Turning now to the languages of the Bible: the bulk of the Bible is written in a vernacular: ancient Hebrew. Never mind that standard biblical Hebrew in particular was also, quite probably, a lingua franca relative to spoken dialects of Hebrew, regional or otherwise, in the late First through Second Temple periods, in the land of Israel and (as time went on, very importantly) in the diasporas of the Assyrian, Babylonian, Persian, and Hellenistic periods. The point here: at the same time, and of utmost importance relative to the cultural confrontation of which ethnoi then and now are vehicles, standard biblical Hebrew was a vernacular.

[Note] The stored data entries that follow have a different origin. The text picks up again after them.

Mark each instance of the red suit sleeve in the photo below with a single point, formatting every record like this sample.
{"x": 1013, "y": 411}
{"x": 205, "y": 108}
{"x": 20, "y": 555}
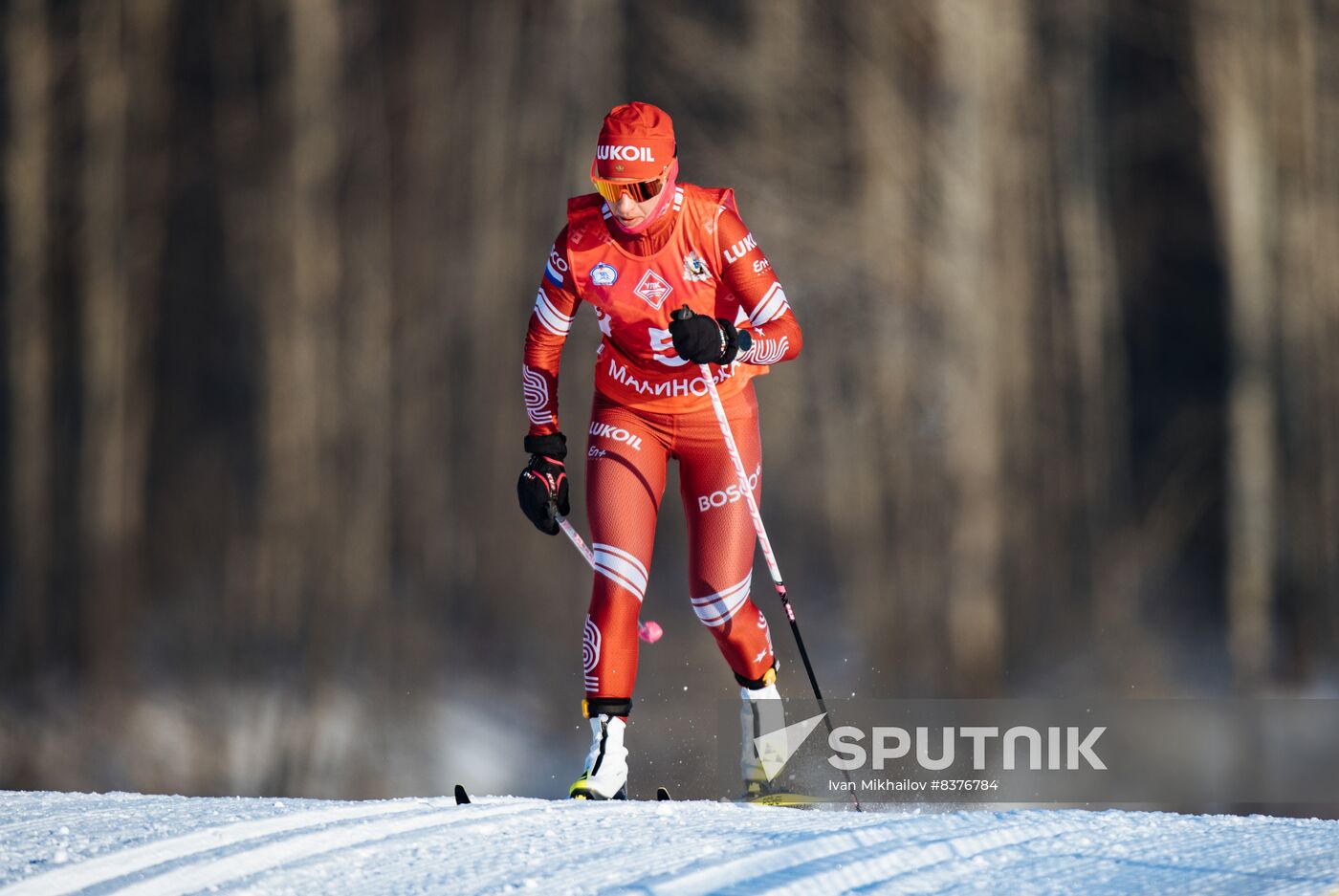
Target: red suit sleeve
{"x": 555, "y": 307}
{"x": 747, "y": 273}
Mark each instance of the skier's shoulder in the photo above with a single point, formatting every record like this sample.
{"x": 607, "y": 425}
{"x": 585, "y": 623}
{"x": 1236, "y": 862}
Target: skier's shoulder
{"x": 585, "y": 218}
{"x": 713, "y": 200}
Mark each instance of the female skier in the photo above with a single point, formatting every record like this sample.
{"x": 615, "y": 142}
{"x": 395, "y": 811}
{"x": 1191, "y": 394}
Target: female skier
{"x": 638, "y": 250}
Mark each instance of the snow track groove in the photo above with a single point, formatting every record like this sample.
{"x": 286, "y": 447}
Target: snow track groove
{"x": 127, "y": 862}
{"x": 154, "y": 845}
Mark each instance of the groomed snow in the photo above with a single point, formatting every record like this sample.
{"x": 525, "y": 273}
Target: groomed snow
{"x": 57, "y": 842}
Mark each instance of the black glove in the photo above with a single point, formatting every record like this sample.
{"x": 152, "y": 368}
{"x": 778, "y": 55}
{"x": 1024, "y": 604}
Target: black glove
{"x": 703, "y": 340}
{"x": 542, "y": 488}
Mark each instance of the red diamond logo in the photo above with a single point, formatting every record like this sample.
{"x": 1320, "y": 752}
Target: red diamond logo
{"x": 652, "y": 288}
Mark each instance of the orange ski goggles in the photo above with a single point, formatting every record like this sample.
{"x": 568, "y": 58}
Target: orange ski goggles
{"x": 639, "y": 190}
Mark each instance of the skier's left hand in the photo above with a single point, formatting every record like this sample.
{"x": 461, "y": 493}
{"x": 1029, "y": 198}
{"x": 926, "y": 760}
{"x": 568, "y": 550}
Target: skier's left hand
{"x": 703, "y": 340}
{"x": 542, "y": 488}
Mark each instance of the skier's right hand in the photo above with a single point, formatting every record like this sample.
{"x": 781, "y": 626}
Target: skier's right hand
{"x": 542, "y": 488}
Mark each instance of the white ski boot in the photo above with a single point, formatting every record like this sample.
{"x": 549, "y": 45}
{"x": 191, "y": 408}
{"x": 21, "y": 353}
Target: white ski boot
{"x": 605, "y": 776}
{"x": 759, "y": 712}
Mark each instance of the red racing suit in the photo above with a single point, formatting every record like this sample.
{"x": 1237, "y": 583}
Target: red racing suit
{"x": 651, "y": 404}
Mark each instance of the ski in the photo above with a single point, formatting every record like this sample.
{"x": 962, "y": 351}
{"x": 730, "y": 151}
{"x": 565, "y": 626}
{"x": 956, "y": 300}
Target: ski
{"x": 782, "y": 799}
{"x": 462, "y": 798}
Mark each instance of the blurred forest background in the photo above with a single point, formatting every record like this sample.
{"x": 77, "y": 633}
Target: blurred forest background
{"x": 1066, "y": 421}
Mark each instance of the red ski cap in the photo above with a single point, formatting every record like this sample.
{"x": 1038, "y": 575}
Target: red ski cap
{"x": 636, "y": 142}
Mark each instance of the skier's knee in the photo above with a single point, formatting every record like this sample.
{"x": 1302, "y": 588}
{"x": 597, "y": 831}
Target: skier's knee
{"x": 596, "y": 706}
{"x": 760, "y": 682}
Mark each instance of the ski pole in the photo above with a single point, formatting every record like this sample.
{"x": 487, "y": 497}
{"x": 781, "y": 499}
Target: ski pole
{"x": 763, "y": 541}
{"x": 648, "y": 631}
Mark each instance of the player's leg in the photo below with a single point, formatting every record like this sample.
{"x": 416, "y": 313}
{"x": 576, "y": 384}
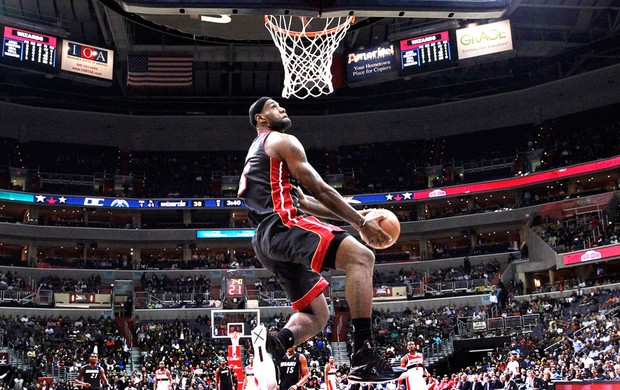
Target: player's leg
{"x": 358, "y": 263}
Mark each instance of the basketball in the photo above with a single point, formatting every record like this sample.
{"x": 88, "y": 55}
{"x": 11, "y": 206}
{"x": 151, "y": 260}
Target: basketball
{"x": 389, "y": 224}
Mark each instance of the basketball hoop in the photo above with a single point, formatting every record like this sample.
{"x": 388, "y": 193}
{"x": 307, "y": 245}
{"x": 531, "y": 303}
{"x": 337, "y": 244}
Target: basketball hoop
{"x": 307, "y": 46}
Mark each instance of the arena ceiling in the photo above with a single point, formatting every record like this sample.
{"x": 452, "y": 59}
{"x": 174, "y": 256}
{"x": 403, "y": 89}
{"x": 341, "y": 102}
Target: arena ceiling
{"x": 235, "y": 63}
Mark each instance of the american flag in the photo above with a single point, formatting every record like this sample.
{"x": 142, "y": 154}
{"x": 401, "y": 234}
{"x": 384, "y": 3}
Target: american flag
{"x": 154, "y": 71}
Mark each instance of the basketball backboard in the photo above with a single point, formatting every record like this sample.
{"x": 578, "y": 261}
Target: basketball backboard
{"x": 241, "y": 20}
{"x": 224, "y": 322}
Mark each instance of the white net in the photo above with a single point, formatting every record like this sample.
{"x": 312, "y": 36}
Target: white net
{"x": 307, "y": 46}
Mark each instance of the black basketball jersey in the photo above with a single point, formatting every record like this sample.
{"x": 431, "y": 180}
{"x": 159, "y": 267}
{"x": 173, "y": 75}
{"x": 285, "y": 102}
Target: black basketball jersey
{"x": 92, "y": 376}
{"x": 290, "y": 371}
{"x": 265, "y": 185}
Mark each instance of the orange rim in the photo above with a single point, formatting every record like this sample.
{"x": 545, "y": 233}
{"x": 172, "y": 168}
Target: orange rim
{"x": 350, "y": 19}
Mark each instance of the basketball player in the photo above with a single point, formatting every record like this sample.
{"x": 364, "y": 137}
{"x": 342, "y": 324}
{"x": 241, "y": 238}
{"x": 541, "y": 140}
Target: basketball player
{"x": 92, "y": 375}
{"x": 249, "y": 381}
{"x": 163, "y": 378}
{"x": 294, "y": 371}
{"x": 330, "y": 374}
{"x": 413, "y": 362}
{"x": 296, "y": 246}
{"x": 225, "y": 378}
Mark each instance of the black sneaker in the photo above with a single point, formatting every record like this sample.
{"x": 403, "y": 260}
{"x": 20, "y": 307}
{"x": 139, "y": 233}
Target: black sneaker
{"x": 265, "y": 369}
{"x": 367, "y": 366}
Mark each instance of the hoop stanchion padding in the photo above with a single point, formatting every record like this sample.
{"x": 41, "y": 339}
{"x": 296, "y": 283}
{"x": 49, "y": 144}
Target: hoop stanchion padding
{"x": 307, "y": 46}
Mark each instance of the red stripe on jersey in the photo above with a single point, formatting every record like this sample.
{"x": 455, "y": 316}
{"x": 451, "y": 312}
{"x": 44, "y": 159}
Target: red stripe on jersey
{"x": 281, "y": 192}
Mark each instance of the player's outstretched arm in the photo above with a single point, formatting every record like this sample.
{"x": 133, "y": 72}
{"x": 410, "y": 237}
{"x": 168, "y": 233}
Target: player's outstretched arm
{"x": 287, "y": 148}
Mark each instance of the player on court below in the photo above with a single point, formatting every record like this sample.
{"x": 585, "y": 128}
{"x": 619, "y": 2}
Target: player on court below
{"x": 294, "y": 371}
{"x": 249, "y": 381}
{"x": 92, "y": 375}
{"x": 413, "y": 362}
{"x": 293, "y": 244}
{"x": 225, "y": 377}
{"x": 163, "y": 378}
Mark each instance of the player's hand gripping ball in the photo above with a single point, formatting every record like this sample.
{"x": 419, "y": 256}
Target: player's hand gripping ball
{"x": 389, "y": 224}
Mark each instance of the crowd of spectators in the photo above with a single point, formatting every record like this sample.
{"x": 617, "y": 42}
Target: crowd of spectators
{"x": 579, "y": 232}
{"x": 62, "y": 345}
{"x": 576, "y": 337}
{"x": 409, "y": 165}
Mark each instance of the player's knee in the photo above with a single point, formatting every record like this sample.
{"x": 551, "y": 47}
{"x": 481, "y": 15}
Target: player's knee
{"x": 364, "y": 257}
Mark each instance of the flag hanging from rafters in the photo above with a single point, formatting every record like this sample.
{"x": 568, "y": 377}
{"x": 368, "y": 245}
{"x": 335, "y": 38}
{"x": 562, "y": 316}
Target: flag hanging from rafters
{"x": 159, "y": 71}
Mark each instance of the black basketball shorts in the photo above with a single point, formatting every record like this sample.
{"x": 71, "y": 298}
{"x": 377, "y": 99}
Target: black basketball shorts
{"x": 297, "y": 254}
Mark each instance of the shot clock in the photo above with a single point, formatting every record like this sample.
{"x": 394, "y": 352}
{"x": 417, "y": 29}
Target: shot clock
{"x": 29, "y": 49}
{"x": 234, "y": 287}
{"x": 425, "y": 53}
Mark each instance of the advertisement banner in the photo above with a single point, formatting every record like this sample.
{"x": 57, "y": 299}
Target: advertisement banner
{"x": 87, "y": 60}
{"x": 482, "y": 40}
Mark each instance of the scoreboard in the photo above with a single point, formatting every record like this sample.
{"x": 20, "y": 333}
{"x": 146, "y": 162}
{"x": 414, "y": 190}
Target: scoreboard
{"x": 234, "y": 287}
{"x": 29, "y": 49}
{"x": 425, "y": 52}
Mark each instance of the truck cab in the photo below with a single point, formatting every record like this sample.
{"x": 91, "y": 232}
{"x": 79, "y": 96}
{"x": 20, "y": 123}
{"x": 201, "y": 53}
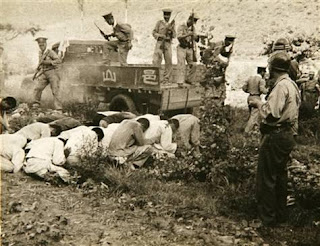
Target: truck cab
{"x": 90, "y": 71}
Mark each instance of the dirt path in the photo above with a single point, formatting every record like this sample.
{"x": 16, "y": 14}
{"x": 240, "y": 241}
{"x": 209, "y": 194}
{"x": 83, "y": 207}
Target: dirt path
{"x": 38, "y": 213}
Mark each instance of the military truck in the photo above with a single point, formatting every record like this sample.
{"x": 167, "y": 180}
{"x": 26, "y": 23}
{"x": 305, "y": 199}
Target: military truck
{"x": 90, "y": 71}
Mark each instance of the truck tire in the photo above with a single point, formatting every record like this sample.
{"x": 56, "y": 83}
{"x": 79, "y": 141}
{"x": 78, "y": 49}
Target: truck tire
{"x": 122, "y": 102}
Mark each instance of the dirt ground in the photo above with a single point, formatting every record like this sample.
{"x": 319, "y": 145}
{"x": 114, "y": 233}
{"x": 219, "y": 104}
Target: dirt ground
{"x": 39, "y": 213}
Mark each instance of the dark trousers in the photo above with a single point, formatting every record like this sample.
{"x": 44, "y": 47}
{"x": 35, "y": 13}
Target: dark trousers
{"x": 272, "y": 176}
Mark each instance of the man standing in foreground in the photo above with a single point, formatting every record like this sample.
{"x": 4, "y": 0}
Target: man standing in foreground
{"x": 123, "y": 33}
{"x": 280, "y": 114}
{"x": 47, "y": 74}
{"x": 255, "y": 86}
{"x": 164, "y": 32}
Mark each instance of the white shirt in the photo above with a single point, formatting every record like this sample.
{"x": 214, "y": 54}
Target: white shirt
{"x": 17, "y": 140}
{"x": 159, "y": 133}
{"x": 108, "y": 132}
{"x": 150, "y": 117}
{"x": 81, "y": 138}
{"x": 35, "y": 131}
{"x": 67, "y": 134}
{"x": 11, "y": 149}
{"x": 50, "y": 149}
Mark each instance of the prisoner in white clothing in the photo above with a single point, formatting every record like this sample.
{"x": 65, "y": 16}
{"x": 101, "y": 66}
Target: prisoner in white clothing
{"x": 82, "y": 141}
{"x": 108, "y": 133}
{"x": 189, "y": 130}
{"x": 160, "y": 134}
{"x": 11, "y": 152}
{"x": 46, "y": 155}
{"x": 35, "y": 131}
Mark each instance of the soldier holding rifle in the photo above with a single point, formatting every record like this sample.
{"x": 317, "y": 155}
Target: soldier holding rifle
{"x": 164, "y": 32}
{"x": 124, "y": 35}
{"x": 186, "y": 49}
{"x": 47, "y": 73}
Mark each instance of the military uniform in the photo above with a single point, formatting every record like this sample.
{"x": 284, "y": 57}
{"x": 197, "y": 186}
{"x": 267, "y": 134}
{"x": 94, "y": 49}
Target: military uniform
{"x": 255, "y": 86}
{"x": 2, "y": 69}
{"x": 280, "y": 115}
{"x": 163, "y": 45}
{"x": 123, "y": 32}
{"x": 185, "y": 53}
{"x": 48, "y": 75}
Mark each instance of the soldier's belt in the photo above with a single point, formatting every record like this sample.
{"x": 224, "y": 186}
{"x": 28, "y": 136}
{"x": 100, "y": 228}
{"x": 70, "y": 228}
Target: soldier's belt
{"x": 163, "y": 39}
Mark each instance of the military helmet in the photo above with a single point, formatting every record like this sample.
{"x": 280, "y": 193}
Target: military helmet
{"x": 108, "y": 15}
{"x": 167, "y": 11}
{"x": 41, "y": 39}
{"x": 280, "y": 61}
{"x": 281, "y": 44}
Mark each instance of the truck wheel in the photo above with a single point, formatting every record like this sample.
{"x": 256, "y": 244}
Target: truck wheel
{"x": 122, "y": 102}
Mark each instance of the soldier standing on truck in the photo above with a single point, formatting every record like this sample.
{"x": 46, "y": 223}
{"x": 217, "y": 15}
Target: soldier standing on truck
{"x": 185, "y": 50}
{"x": 164, "y": 32}
{"x": 47, "y": 73}
{"x": 124, "y": 34}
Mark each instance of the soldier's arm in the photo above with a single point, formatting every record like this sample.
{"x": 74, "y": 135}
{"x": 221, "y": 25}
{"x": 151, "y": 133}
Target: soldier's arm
{"x": 271, "y": 110}
{"x": 173, "y": 29}
{"x": 155, "y": 32}
{"x": 4, "y": 122}
{"x": 54, "y": 59}
{"x": 262, "y": 87}
{"x": 125, "y": 28}
{"x": 180, "y": 33}
{"x": 245, "y": 87}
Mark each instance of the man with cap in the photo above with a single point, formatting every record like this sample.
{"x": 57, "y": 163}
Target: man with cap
{"x": 6, "y": 104}
{"x": 227, "y": 47}
{"x": 279, "y": 119}
{"x": 124, "y": 34}
{"x": 255, "y": 86}
{"x": 283, "y": 44}
{"x": 185, "y": 51}
{"x": 219, "y": 65}
{"x": 47, "y": 73}
{"x": 164, "y": 32}
{"x": 2, "y": 69}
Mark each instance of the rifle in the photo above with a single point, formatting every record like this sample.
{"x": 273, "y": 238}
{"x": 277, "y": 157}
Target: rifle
{"x": 168, "y": 28}
{"x": 194, "y": 54}
{"x": 102, "y": 33}
{"x": 40, "y": 71}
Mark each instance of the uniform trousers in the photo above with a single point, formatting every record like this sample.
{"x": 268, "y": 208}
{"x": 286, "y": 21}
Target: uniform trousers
{"x": 271, "y": 182}
{"x": 183, "y": 55}
{"x": 166, "y": 52}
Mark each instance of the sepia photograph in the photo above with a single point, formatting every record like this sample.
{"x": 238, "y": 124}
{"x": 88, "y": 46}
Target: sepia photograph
{"x": 160, "y": 122}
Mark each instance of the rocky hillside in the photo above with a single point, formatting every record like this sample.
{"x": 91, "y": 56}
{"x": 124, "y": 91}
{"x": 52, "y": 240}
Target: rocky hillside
{"x": 254, "y": 22}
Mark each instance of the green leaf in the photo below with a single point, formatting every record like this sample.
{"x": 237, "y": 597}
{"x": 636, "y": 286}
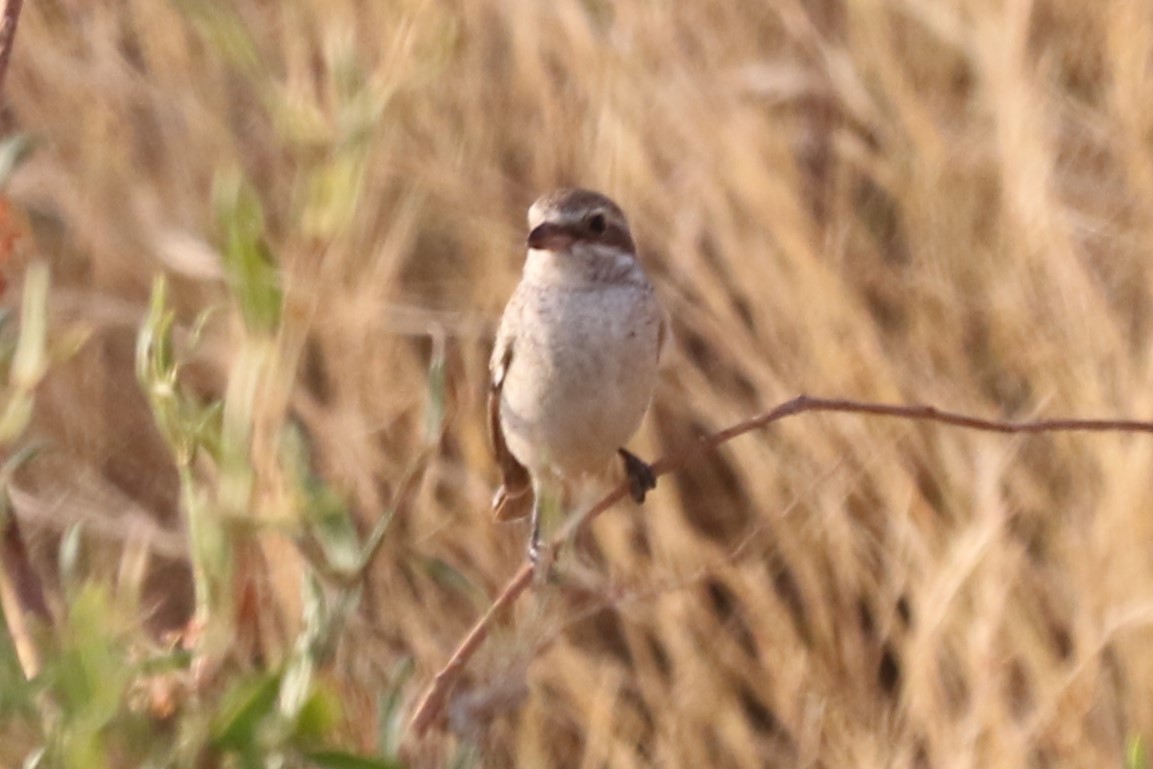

Not just the content expressed in “classical” Hebrew, but the written language per se, form part of an anti-colonial project, in opposition to the culture and propaganda of which (the neo-Assyrian version of) “standard Babylonian” was the vehicle – assuming that (some of) the scribes who gave us the Bible were literate in that language and the “course” or curriculum to which it gave expression (the thesis of people like David Wright and Bernard M. Levinson); in opposition to (content expressed in) the more pervasive (and perhaps less insidious, though one should never forget Jeremiah 10:11, to be read in strict conjunction with Ps 82) the more widely used (and still often unknown, or poorly known) lingua franca of the Assyrian empire, Aramaic. These facts form part of the background of a comment like that found in Isaiah 36:11 and the style-switching that Gary Rendsburg has noted.1 On “the invention of Hebrew,” on Hebrew as a vernacular and vehicle for culture expressive of oppositional political theory (a theology), see the volume by Seth Sanders of that title, introduced here.
Still don’t understand why the difference between a lingua franca and a vernacular is a big deal? Try this article on for size, by Tim Parks (HT Charles Halton for the link). The title alone is worth the price of admission: “Your English is Showing.”